Key Experimental Results¶
Structural Anomaly Perception (TSAP) vs. Standard Text Recognition (CTR)¶
| Method | EN TSAP F1 | EN CTR Recall | ZH TSAP F1 | ZH CTR Recall |
|---|---|---|---|---|
| PP-OCRv5 | 0.000 | 0.720 | 0.024 | 0.921 |
| GOT-OCR-2.0 | 0.000 | 0.610 | 0.008 | 0.853 |
| GPT-5 | 0.170 | 0.556 | 0.226 | 0.758 |
| Qwen3-VL-8B | 0.032 | 0.807 | 0.017 | 0.943 |
| InternVL3-8B | 0.183 | 0.759 | 0.153 | 0.927 |
| TextPecker (InternVL3) | 0.870 | 0.944 | 0.927 | 0.962 |
| TextPecker (Qwen3-VL) | 0.862 | 0.918 | 0.925 | 0.972 |
- Existing OCRs and MLLMs almost completely fail on TSAP (F1 ≈ 0), whereas TextPecker achieves 0.87+ F1.
- TextPecker simultaneously improves standard text recognition, exceeding 0.94 CTR Recall.
Main Results: VTR RL Optimization¶
- FLUX: Compared to baseline, Sem. +38.3%, Qua. +31.6%. Compared to OCR rewards, GenTextEval Sem. +11.7%.
- Qwen-Image (Chinese): Semantic alignment +8.7%, structural fidelity +4.0%, reaching new SOTA.

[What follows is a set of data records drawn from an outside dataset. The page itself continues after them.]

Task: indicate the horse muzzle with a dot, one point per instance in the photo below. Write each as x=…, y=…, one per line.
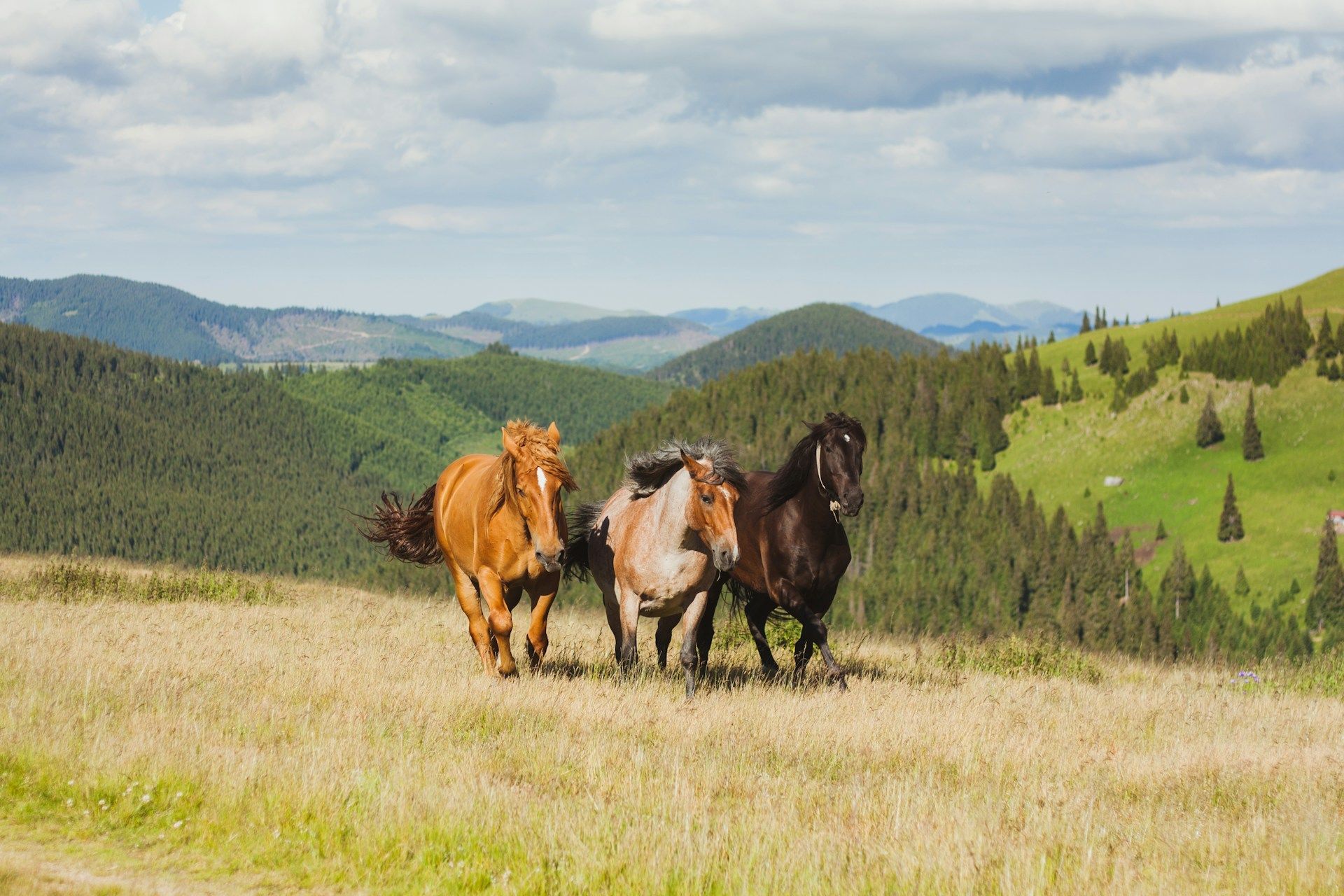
x=552, y=562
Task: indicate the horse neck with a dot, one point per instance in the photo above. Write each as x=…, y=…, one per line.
x=668, y=526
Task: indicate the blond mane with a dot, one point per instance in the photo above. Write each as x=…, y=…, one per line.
x=538, y=450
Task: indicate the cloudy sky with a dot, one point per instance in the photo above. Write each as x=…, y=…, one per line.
x=430, y=155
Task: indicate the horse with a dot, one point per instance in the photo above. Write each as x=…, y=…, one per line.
x=793, y=547
x=659, y=543
x=499, y=524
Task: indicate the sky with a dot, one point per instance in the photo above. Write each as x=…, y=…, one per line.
x=432, y=155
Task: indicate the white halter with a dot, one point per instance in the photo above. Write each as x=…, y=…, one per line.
x=835, y=505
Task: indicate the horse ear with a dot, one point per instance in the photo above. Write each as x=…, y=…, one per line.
x=698, y=469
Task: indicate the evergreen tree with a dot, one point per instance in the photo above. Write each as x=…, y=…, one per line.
x=1210, y=430
x=1252, y=447
x=1049, y=391
x=1230, y=522
x=1327, y=340
x=1326, y=606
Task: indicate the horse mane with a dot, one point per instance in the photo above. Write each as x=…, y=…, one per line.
x=648, y=472
x=539, y=449
x=793, y=473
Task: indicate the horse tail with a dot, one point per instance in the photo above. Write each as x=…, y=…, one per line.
x=742, y=594
x=575, y=552
x=409, y=533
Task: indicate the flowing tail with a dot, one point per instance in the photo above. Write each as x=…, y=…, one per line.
x=575, y=552
x=409, y=533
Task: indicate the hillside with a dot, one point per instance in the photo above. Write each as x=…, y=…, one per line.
x=162, y=320
x=822, y=327
x=336, y=741
x=124, y=454
x=1063, y=453
x=400, y=421
x=932, y=551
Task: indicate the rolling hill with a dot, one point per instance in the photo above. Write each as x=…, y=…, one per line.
x=1065, y=453
x=125, y=454
x=835, y=328
x=622, y=342
x=961, y=320
x=162, y=320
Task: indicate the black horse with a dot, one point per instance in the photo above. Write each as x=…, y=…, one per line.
x=793, y=548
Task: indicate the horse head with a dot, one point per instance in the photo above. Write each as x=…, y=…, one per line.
x=839, y=460
x=538, y=477
x=710, y=510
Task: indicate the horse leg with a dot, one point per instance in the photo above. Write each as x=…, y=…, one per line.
x=664, y=637
x=802, y=654
x=542, y=594
x=500, y=618
x=813, y=629
x=691, y=620
x=470, y=602
x=757, y=612
x=705, y=633
x=629, y=621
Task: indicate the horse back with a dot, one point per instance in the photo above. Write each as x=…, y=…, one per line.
x=797, y=540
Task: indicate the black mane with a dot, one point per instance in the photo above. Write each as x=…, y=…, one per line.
x=647, y=472
x=793, y=473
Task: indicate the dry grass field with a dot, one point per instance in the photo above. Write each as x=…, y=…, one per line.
x=206, y=734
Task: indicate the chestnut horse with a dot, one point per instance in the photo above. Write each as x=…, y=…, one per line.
x=499, y=526
x=793, y=547
x=659, y=543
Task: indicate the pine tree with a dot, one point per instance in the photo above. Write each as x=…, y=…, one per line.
x=1326, y=606
x=1230, y=522
x=1049, y=391
x=1210, y=430
x=1327, y=340
x=1252, y=447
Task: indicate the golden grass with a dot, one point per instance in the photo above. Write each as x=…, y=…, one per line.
x=346, y=741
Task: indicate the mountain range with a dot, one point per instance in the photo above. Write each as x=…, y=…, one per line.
x=172, y=323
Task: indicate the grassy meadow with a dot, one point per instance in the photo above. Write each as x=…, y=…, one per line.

- SD3.5-M: Qua. improved from 0.671 to 0.959, Sem. from 0.265 to 0.506.
Ablation Study¶
- Removing synthetic data significantly degrades Chinese recognition performance, validating the necessity of the stroke editing engine for covering structural anomalies.
- Training only with human annotations leads to poor generalization toward unseen anomaly types.
- \(\omega=5\) provides the optimal balance in scaling factor ablations.
Highlights & Insights¶
- Systematically identifies the critical bottleneck of structural anomaly perception in VTR, providing a new perspective for evaluation and optimization.
- Plug-and-play design; requires no changes to generator architecture and is compatible with any T2I model.
- The stroke editing synthesis engine effectively solves the combinatorial explosion of Chinese structural anomalies.
- achieves improvements even on highly optimized models like Qwen-Image.
Limitations & Future Work¶
- High data annotation costs (559.6K box-level annotations).
- The structural-aware recognizer is based on 8B parameter VLMs, resulting in significant inference overhead.
- Primary validation on English and Chinese; other writing systems (e.g., Arabic, Japanese Kana) are not yet covered.
Rating¶
⭐⭐⭐⭐
This paper provides an in-depth analysis and effective solution for the key pain point in VTR (the structural blind spot of OCR evaluators). The workflow—from the discovery that "OCR and MLLM F1 ≈ 0 on TSAP" to dataset construction, recognizer training, reward design, and RL optimization—is cohesive. The stroke editing synthesis engine demonstrates a deep understanding of Chinese character characteristics. Significant improvements on already optimized models like Qwen-Image further prove its practical value. The main drawbacks are the high annotation cost and inference overhead, but as work filling an evaluation gap, its contribution is prominent.